Likewise, liturgical norms tell bishops to keep their skullcaps on during some of the prayers during Mass, and they may use the mitre while preaching, without falling under St. Paul’s injunction that this practice brings shame upon his head. The norms, however, do ask him to remove his head covering for the Eucharistic Prayer and when the Blessed Sacrament is exposed.
Apart from bishops, and some canons, custom still dictates that all other men should uncover their heads in church except for outdoor Masses.
During St. Paul’s time it was considered modest for a woman to cover her head, and he was underscoring this point for their presence in the liturgical assembly.
This custom was considered normative and was enshrined in Canon 1262.2 of the 1917 Code of Canon Law alongside the recommendation that men and women be separated in Church and that men go bareheaded. This canon was dropped from the new Code of Canon Law promulgated in 1983, but the practice had already begun to fall into disuse from about the beginning of the 1970s. Even though no longer legally binding, the custom is still widely practiced in some countries, especially in Asia.

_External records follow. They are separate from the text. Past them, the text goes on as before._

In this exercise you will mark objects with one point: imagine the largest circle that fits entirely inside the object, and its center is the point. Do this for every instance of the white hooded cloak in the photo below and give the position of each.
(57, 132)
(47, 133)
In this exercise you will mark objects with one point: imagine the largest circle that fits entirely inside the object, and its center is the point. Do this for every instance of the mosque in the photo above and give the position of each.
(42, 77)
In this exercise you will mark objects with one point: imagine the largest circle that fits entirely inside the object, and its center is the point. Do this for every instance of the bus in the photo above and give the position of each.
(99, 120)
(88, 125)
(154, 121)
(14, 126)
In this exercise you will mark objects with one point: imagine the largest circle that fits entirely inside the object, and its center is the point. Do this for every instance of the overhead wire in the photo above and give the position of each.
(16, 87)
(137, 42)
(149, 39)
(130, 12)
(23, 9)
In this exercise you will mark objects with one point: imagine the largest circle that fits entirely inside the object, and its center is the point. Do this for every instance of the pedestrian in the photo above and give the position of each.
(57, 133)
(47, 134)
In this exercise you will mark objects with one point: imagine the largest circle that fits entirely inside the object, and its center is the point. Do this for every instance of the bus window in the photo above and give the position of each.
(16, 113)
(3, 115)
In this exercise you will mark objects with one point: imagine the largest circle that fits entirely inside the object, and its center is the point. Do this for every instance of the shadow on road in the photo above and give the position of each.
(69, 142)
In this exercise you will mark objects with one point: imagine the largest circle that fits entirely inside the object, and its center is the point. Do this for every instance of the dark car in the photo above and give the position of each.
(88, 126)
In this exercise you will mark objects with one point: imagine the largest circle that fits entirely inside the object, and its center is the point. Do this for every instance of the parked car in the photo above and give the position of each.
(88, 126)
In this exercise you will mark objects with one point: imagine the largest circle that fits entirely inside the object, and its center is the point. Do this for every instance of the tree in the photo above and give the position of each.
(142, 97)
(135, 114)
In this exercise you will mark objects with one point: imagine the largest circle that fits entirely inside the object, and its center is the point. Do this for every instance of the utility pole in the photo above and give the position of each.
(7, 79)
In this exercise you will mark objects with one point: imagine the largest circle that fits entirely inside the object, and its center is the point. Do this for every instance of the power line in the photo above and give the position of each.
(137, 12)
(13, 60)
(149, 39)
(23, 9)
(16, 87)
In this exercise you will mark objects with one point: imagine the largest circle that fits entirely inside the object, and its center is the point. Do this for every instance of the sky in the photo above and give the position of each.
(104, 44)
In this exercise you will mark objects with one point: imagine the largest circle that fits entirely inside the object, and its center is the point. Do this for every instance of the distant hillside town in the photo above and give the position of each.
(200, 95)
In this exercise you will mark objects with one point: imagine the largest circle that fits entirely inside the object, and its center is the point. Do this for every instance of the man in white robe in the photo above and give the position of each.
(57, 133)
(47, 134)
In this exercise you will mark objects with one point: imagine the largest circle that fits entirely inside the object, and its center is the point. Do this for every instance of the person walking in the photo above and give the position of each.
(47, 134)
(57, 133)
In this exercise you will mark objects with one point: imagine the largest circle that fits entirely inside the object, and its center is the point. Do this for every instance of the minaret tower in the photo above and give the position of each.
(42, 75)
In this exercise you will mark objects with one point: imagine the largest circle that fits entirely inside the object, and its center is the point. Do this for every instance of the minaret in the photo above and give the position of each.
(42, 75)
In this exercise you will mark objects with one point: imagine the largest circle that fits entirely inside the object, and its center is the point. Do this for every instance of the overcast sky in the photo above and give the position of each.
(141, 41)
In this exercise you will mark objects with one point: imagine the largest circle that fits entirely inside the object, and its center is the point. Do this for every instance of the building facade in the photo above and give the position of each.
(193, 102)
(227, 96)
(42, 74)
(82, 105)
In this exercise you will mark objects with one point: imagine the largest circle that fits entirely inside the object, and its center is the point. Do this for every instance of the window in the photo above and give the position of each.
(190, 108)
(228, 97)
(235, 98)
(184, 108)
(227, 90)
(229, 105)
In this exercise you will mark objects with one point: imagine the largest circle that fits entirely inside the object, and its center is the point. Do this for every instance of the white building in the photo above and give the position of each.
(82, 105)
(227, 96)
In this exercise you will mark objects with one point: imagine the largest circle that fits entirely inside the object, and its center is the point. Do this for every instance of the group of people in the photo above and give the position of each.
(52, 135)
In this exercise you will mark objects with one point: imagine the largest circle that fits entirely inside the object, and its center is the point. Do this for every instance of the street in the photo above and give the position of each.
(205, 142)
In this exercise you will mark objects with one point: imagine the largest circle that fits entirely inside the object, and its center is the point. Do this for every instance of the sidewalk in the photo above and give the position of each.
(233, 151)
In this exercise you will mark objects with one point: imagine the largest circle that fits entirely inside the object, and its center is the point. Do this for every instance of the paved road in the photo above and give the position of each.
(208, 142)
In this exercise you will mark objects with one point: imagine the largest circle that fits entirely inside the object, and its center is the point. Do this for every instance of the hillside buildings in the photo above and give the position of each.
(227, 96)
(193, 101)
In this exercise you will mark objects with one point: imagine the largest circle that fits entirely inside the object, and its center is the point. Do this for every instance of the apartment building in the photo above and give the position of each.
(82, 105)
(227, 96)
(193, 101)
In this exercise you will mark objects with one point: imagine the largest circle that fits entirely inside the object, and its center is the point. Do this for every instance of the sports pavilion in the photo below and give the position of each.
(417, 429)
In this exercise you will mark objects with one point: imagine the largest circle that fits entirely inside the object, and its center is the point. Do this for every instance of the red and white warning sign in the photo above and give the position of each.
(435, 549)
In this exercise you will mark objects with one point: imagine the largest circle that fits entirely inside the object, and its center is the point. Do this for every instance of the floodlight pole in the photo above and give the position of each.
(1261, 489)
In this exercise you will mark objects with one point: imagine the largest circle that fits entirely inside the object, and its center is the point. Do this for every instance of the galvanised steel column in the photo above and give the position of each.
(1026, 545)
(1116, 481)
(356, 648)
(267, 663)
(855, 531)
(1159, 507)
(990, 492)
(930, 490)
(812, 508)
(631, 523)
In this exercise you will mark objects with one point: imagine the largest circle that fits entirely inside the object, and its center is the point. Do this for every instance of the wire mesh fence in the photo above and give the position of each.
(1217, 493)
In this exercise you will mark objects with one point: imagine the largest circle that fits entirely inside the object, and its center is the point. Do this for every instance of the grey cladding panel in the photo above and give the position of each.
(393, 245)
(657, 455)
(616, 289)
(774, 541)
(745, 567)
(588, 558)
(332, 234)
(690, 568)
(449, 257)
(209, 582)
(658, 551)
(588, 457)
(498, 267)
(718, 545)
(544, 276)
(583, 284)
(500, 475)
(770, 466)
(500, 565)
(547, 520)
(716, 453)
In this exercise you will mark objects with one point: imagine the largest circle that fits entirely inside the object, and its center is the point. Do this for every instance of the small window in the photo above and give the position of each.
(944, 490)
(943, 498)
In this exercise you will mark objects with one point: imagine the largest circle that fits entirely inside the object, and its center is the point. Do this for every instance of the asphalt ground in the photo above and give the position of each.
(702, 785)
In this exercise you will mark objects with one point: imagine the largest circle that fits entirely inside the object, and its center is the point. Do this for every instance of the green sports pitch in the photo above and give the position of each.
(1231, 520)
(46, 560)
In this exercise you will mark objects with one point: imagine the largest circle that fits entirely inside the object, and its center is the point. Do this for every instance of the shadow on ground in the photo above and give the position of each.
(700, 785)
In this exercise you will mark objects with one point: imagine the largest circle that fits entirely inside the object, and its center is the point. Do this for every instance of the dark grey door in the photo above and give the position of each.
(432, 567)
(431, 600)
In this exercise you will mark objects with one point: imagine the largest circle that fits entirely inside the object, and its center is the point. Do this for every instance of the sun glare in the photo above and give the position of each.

It has been generally abandoned in most Western countries even though women, unlike men, may still wear hats and veils to Mass if they choose.
Sociological factors might also have been involved. The greater emphasis on the equality of man and woman tended to downplay elements that stressed their differences.
Likewise, for the first time in centuries, not donning a hat outdoors, especially for men, ceased being considered as bad manners, whereas up to a few years beforehand it was deemed unseemly to go around hatless.
This general dropping of head covering by both sexes may also have influenced the disappearance of the religious custom.